A newly-published study suggests that physicians may not be performing all of the services they document. While the study tracked medical residents rather than physicians who had completed their training, researchers seem to have concluded that their problems with adequate documentation might point to problems affecting all physicians.
To conduct the study, which appeared in JAMA Network Open, a group of 12 observers tracked 9 licensed emergency medicine residents during 180 encounters. These observers were tasked with determining the extent to which the residents documented their review of systems and physician examination taking place during the encounters.
The observations took place at emergency departments in 2 academic medical centers between 2016 and 2018. After observing the encounters, the monitors then reviewed EHR data to determine how accurately the ED residents documented their activities.
Upon reviewing both their audio recordings of the encounters, they found some meaningful differences between the interactions they had captured and what was showing up in the physician documentation.

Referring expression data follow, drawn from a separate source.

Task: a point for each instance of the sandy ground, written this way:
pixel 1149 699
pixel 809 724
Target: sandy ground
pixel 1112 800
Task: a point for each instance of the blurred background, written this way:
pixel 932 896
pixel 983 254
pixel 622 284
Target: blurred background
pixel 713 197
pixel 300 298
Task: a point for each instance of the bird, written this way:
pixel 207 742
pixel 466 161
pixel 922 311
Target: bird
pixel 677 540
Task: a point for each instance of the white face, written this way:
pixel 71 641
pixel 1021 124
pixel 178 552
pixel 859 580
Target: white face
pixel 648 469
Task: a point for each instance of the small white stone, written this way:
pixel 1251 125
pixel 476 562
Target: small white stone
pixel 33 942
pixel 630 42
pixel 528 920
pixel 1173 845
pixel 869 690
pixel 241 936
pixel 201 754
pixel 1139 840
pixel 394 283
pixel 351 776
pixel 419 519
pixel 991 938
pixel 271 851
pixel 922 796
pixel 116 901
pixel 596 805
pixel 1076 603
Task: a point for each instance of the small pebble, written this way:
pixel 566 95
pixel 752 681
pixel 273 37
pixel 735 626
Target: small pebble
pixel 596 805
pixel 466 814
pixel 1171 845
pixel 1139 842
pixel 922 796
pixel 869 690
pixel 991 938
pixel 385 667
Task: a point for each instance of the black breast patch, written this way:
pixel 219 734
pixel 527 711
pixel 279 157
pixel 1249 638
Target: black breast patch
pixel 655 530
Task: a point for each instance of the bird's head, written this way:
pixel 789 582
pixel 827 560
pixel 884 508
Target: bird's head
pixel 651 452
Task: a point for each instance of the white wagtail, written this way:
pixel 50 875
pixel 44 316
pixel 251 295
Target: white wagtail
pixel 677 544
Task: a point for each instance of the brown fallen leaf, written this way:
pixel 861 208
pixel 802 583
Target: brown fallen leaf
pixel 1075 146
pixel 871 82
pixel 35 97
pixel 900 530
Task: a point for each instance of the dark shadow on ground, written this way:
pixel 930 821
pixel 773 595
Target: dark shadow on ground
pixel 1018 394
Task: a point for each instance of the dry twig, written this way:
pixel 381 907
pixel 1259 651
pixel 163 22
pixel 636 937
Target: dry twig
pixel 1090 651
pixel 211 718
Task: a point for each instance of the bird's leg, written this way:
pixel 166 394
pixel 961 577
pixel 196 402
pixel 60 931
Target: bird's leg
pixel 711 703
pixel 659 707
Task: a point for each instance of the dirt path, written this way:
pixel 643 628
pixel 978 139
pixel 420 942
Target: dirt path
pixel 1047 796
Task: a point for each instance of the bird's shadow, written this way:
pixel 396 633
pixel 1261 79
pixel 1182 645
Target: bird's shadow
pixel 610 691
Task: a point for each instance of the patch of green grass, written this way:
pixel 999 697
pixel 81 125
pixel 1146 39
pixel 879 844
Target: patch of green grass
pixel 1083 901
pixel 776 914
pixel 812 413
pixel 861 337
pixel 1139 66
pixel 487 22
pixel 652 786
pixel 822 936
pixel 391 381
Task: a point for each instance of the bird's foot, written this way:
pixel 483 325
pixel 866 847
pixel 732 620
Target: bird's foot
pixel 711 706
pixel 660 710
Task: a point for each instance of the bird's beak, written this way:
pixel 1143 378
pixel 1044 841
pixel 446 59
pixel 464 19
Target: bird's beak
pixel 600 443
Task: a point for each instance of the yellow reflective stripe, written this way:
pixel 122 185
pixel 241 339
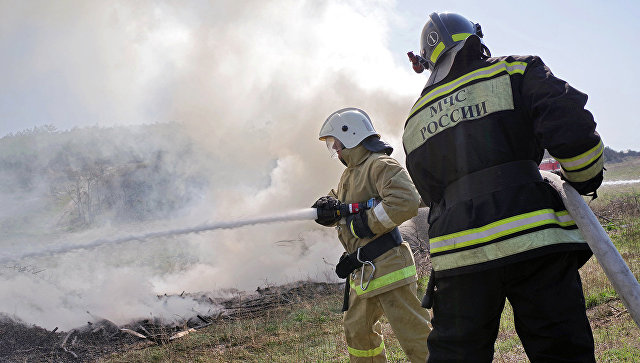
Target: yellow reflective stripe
pixel 586 174
pixel 436 52
pixel 504 66
pixel 460 36
pixel 584 159
pixel 353 232
pixel 499 229
pixel 507 247
pixel 366 353
pixel 384 280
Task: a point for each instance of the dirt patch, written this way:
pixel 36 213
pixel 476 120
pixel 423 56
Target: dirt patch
pixel 20 342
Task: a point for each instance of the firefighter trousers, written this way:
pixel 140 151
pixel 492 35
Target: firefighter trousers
pixel 548 307
pixel 409 321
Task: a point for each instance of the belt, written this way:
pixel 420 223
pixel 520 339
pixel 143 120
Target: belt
pixel 492 179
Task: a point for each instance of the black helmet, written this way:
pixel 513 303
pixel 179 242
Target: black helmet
pixel 442 32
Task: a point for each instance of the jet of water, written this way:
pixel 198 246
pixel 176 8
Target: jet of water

For example, with regards to the review of systems, physicians documented a median of 14 systems, but the records could only confirm a median of 5 systems. All told, just 744 of 1,961 documented ROS systems (38.5%) were confirmed.

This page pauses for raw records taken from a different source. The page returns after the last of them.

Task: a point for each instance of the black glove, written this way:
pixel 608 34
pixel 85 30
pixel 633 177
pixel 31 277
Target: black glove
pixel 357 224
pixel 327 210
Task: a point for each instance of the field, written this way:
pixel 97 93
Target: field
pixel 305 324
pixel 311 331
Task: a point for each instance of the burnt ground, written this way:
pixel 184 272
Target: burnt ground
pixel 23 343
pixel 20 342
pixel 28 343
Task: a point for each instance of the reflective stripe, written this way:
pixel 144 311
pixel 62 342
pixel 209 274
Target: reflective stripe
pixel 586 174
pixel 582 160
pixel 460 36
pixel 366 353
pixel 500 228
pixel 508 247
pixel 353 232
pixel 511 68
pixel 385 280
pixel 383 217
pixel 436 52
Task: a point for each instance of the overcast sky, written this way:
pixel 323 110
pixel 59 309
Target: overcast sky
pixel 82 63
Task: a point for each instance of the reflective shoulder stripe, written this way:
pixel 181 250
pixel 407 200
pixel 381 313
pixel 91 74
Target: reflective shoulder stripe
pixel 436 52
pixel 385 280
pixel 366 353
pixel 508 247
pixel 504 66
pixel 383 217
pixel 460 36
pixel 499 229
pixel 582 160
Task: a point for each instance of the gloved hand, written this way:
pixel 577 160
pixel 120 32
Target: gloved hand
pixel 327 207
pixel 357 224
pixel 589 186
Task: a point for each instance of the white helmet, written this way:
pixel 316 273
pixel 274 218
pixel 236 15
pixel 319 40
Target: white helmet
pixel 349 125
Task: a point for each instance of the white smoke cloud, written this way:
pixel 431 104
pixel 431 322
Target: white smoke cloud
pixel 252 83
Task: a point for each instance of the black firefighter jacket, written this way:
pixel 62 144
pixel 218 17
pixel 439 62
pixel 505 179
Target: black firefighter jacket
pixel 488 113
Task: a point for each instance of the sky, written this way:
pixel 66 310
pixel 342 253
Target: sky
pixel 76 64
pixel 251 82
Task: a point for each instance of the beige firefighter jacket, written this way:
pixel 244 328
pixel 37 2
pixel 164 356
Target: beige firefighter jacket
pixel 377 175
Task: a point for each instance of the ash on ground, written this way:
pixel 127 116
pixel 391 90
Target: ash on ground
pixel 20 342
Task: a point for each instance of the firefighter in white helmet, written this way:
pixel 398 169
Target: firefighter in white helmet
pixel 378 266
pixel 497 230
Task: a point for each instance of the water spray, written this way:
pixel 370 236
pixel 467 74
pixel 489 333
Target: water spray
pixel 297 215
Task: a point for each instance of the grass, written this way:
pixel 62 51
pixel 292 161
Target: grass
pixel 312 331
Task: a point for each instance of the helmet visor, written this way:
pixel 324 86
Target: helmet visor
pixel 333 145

Meanwhile, for physical exams, resident physicians documented a median of 8 verifiable systems, while observers reported that they addressed only 5.5 systems. Overall, only 760 of 1,429 documented PE systems (53.2%) were confirmed by concurrent observation.
Not surprisingly, the researchers concluded that these inconsistencies between observed behavior and EHR-based documentation suggest that we should probably do more studies to find out how widespread this phenomenon may be.

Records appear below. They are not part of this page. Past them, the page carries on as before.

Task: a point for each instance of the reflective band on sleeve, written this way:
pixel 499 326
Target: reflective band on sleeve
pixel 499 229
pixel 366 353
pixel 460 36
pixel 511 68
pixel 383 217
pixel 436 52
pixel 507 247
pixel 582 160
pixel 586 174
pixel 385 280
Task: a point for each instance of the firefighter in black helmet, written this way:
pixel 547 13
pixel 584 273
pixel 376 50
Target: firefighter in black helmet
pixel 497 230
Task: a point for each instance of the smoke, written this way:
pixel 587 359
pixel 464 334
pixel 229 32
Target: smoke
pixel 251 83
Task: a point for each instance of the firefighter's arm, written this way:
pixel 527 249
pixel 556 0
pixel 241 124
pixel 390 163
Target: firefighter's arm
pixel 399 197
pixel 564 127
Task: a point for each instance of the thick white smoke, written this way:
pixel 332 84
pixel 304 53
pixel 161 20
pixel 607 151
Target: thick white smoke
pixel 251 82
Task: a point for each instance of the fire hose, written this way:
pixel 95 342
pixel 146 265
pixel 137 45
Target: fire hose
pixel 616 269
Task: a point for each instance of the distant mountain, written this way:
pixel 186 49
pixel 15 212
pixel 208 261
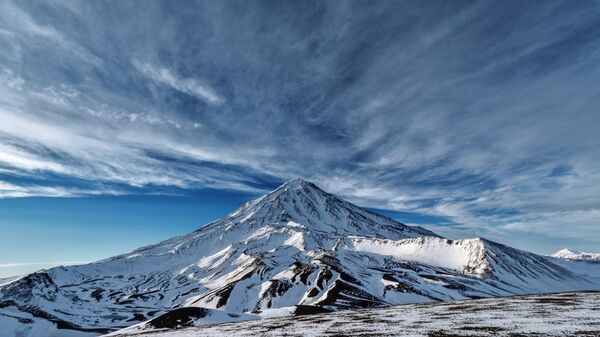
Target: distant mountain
pixel 571 254
pixel 294 251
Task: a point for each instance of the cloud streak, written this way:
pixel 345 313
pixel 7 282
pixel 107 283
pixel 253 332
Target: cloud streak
pixel 483 114
pixel 188 86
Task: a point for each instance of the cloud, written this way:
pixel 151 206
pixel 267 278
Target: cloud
pixel 188 86
pixel 23 264
pixel 481 114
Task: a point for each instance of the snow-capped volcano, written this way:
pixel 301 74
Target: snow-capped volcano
pixel 296 249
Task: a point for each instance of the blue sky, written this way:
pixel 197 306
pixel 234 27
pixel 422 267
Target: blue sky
pixel 148 119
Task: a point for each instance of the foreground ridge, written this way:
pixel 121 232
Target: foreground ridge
pixel 564 314
pixel 295 250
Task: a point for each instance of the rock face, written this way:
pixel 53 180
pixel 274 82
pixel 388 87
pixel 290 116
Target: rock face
pixel 295 250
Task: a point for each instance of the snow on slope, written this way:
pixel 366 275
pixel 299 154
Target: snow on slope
pixel 296 247
pixel 550 315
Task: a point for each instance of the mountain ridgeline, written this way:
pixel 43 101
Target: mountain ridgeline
pixel 294 251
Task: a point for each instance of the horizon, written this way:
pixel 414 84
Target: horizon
pixel 112 246
pixel 125 124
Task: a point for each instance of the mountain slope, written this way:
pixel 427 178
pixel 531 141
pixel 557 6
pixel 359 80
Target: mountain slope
pixel 296 249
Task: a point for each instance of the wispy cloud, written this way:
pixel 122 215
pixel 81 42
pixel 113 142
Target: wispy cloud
pixel 190 86
pixel 25 264
pixel 484 114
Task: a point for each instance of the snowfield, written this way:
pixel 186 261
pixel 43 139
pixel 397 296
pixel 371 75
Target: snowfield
pixel 565 314
pixel 294 251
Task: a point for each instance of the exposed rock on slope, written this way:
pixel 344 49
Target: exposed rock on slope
pixel 296 248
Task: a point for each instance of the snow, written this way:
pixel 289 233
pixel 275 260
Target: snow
pixel 297 245
pixel 433 251
pixel 551 315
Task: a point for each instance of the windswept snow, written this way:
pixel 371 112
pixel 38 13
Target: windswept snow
pixel 297 247
pixel 551 315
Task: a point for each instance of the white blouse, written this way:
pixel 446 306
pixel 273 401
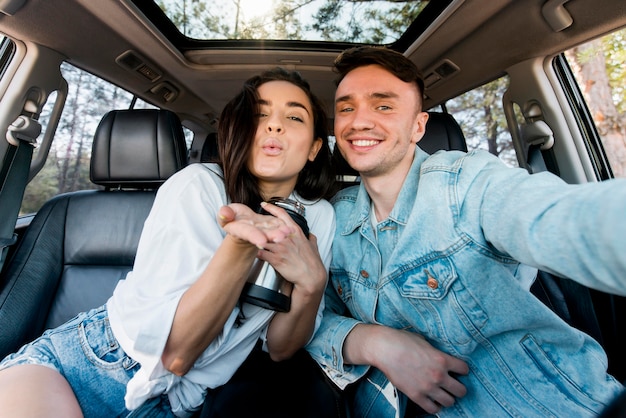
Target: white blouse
pixel 180 236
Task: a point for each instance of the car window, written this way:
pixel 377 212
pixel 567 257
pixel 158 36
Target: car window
pixel 598 67
pixel 480 114
pixel 67 165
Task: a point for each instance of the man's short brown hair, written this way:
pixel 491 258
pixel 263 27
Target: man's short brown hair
pixel 392 61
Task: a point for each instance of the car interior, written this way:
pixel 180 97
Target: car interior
pixel 178 68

It isn’t necessarily the case that these gaps exist across the entire medical record. As the paper notes, while physicians frequently dictate the history of present illness or medical decision-making know, they often use auto-populated text for ROS and PE sections.
Still, as they point out, payers could help resolve this problem by removing financial incentives to generate lengthy documentation. And of course, if physicians had a bit more time they could work more effectively with auto-populated text.
In any event, in the foreseeable future digital scribes and AI may very well take over much of the patient note generation process. (For an example of how this might work, check out our write up from last year on related work being done by Google AI research team Google Brain.)
Until then, however, this study offers a glimpse at a problem we should all take seriously. There just shouldn’t be major gaps between documentation and reality in EHRs.